Dans le contexte de la crise environnementale et climatique actuel, de nombreux jeunes, à juste titre, ont une vision plutôt sombre de leur futur. Plusieurs se disent écoanxieux et se montrent critiques des modes de vie des générations qui les précèdent. Bien qu’elles et ils ne soient pas responsables de la crise environnementale, la lourde charge d’y faire face leur incombe. C’est probablement dans cet ordre d’idées – et dans la foulée des mobilisations entreprises par Greta Thunberg – que les jeunes, ici et ailleurs, revendiquent une éducation à l’environnement et aux changements climatiques qui aborde des solutions et des pistes d’action.
Comment faire alors pour que l’enseignement et l’apprentissage des sciences et de la technologie reflètent davantage l’état du monde et les préoccupations des jeunes à l’égard de leur futur? Comment faire pour que ces jeunes se sentent capables de participer aux débats et aux décisions sociopolitiques et qu’ils et elles décident de passer à l’action? Ces questions nous animent toutes les trois.

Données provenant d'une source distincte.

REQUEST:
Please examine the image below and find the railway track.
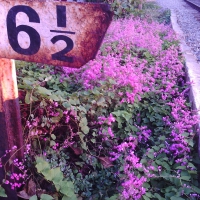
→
[185,0,200,11]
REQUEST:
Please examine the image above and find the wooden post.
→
[0,59,23,200]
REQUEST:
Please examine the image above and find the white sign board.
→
[0,0,112,68]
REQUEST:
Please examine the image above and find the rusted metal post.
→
[0,59,23,200]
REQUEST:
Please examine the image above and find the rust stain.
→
[0,0,113,68]
[0,59,23,159]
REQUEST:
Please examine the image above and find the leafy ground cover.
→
[0,0,200,200]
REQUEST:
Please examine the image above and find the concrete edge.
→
[171,10,200,155]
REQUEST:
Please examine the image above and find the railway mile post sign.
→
[0,0,112,200]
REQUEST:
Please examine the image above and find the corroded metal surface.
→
[0,59,23,164]
[0,59,24,200]
[0,0,112,68]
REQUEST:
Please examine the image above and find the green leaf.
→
[47,167,64,184]
[192,186,200,194]
[143,182,151,189]
[79,117,88,127]
[50,140,56,147]
[36,156,50,173]
[81,126,90,134]
[142,195,150,200]
[60,181,76,198]
[62,196,77,200]
[40,194,54,200]
[145,191,152,198]
[29,195,38,200]
[106,194,118,200]
[154,193,165,200]
[37,86,52,96]
[51,134,56,140]
[0,186,7,197]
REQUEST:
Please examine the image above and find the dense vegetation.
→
[0,1,200,200]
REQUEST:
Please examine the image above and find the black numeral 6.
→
[6,5,41,55]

Au fil de nos recherches et discussions, nous en sommes venues à dégager sept principes pour favoriser un enseignement des sciences et technologie critique, transformateur et qui mène à l’action sociopolitique1. Dans ce texte, nous les présentons brièvement et les illustrons par des exemples.
Ce premier principe consiste à donner l’occasion aux élèves d’identifier des causes structurelles de la crise environnementale et des effets des activités humaines sur les individus, les milieux et les sociétés. Il s’agit d’envisager les questions environnementales locales ou internationales qui jalonnent le quotidien des jeunes en mettant en exergue des choix, des décisions, des actions politiques ou industrielles, etc. Si ces questions ont inévitablement des dimensions scientifiques et technologiques, elles ne s’y restreignent pas. Elles emportent aussi avec elles des tensions, des compromis, des contraintes, etc. En d’autres mots, ce principe propose de réfléchir à la complexité de ces questions avec les jeunes afin qu’elles et ils puissent s’en saisir à titre de citoyennes et de citoyens concernés.
Par exemple, les processus menant à la modification des normes environnementales sont souvent l’objet de débats sociétaux. Récemment, le rehaussement de la norme québécoise de nickel dans l’air ambiant a été débattu2. L’étude de telles situations en classe permet de mettre en évidence l’interrelation des sciences et des technologies, d’une part, et leurs liens avec les pouvoirs politiques et économiques, d’autre part. Ainsi, il est possible d’amener les jeunes à mieux comprendre les processus servant à établir des valeurs limites et à distinguer les notions de risques (quantifiables), d’incertitudes (inconnues) et de normes (compromis entre santé des populations et économie). Il est également pertinent d’éclairer les intérêts et les rôles de divers groupes sociaux dans ces processus3.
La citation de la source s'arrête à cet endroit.